We require a maturation period for coinbase outputs, because any two blocks at the same height will condemn at least one coinbase transaction to never exist in the best chain. If users were able to immediately spend coinbase outputs, perhaps even in the same block, even short reorgs could invalidate entire trees of transactions descending from the coinbase outputs of an extinct chaintip. This would create a big attack surface for scams, and incentives for reorg attacks.

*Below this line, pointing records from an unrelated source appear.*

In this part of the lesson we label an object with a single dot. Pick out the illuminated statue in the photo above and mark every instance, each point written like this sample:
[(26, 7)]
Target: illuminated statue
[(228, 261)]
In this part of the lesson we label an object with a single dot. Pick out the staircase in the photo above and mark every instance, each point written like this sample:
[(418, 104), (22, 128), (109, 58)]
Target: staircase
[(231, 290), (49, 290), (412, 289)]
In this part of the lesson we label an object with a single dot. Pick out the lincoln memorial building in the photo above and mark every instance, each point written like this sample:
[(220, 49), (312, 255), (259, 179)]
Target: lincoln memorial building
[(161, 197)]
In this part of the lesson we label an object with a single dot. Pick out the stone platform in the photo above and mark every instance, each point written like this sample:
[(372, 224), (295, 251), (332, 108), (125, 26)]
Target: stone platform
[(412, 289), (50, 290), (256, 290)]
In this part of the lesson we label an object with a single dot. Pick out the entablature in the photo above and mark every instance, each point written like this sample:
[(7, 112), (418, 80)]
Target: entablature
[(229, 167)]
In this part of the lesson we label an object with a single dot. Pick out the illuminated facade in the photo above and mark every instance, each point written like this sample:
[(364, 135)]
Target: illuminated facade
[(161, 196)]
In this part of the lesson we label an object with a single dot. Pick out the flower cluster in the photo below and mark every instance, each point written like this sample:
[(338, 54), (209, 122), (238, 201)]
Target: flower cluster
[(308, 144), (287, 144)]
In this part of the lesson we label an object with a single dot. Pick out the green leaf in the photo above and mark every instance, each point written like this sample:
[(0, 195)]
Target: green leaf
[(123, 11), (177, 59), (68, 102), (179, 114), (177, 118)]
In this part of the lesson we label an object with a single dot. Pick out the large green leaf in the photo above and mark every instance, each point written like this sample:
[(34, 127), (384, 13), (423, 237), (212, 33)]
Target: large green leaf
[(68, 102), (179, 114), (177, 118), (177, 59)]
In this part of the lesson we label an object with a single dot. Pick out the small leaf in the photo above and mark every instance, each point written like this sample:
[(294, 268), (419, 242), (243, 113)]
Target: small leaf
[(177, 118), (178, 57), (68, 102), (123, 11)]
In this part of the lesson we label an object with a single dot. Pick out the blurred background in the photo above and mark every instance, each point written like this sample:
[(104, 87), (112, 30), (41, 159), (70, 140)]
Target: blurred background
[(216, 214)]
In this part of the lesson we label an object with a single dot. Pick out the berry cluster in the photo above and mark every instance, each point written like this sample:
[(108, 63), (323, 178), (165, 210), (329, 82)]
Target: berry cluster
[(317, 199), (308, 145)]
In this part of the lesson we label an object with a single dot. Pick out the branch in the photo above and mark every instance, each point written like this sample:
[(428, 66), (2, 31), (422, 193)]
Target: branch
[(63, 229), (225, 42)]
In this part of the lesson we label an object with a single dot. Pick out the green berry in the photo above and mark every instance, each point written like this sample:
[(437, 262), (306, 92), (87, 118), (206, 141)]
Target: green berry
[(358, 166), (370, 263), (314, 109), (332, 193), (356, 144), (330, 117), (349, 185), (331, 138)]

While a reorg might return some non-coinbase transactions to the mempool, in organic chainforks block content would largely overlap anyway, and any transactions not included in either tip, would simply still be in the mempools of nodes following that chaintip. For the most part, a reorging miner would only be able to delay confirmation, but not permanently invalidate any transactions created by third parties. Transactions would only get invalidated in the case that a sender is actively creating conflicting transactions to doublespend while there are competing chaintips. In contrast, coinbase transactions could be written out of existence by a third party, rather than the original transaction creator.
Generated coins can't be spent until the generation transaction has
101 confirmations.
I find the quoted phrase from the accepted answer confusing, especially because it is easy to get lost in a meandering philosophical debate about when exactly a UTXO is spendable, when an output is spent, and at what point the confirmation count increases.
A transaction that spends an output of the coinbase transaction at height h, is eligible to be included in block h+100 or higher. Transactions that are eligible to be included in the next block will be accepted in the mempool, used to build block templates, and relayed on the network. This means that miners may include such a transaction in their block template when their chaintip has a height of h+99.